For this question, there is no element to insert before $S_{-1}$, because $k_{-1}=0$, $h_{-1}∕k_{-1}$ is not defined. We consider the sequence obtained by first taking the terms of $S_{-1}$ in order $$r_1=a_0+1=\frac{h_{-1}+h_0}{k_{-1}+k_0}>\frac{h_{-1}+2h_0}{k_{-1}+2k_0}>\dots >\frac{h_{-1}+a_1{h}_0}{k_0+a_1{k}_0}=\frac{h_1}{k_1},$$

then the terms of $S_1$:

$$\frac{h_1+h_2}{k_1+k_2}>\frac{h_1+2h_2}{k_1+2k_2}>\dots >\frac{h_1+a_3{h}_2}{k_1+a_3{k}_2}=\frac{h_3}{k_3},$$

and so on.

This gives a strictly decreasing sequence of terms, all strictly greater than $\xi$. We prove as in part (f) that the sequence ${(r_j)}_{j\in {\mathbb{N}}^{\text{∗}}}$ is an approximating sequence.

Suppose that we introduce some rational $\alpha =p∕q(q>0)$ in this sequence, where $\alpha >\xi$ and $\alpha \ne r_j$ for all $j$. Assume, for the sake of contradiction, that this new sequence is also an approximating sequence.

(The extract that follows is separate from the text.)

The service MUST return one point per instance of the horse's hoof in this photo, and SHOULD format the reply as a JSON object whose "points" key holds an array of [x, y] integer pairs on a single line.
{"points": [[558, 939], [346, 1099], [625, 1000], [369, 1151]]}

Since $r_1=(a_0+1)∕1$ and since the sequence of denominators is strictly increasing, $p∕q>a_0+1$ is impossible (otherwise $0<q<1$), thus $\xi <\alpha <a_0+1$. Therefore, there is some integer $n\ge 0$ and some integer $j$ ( $0\le j<a_{n+2})$ such that

$$\begin{array}{lll}\hfill \frac{h_n+j{h}_{n+1}}{k_n+j{k}_{n+1}}>\frac{p}{q}>\frac{h_n+(j+1)h_{n+1}}{k_n+(j+1)k_{n+1}},k_n+j{k}_{n+1}<q<k_n+(j+1)k_{n+1}.& & \hfill \text{(21)}\end{array}$$

The remainder of the proof is similar, so ${(r_j)}_{j\in {\mathbb{N}}^{\text{∗}}}$ is a maximal approximating sequence.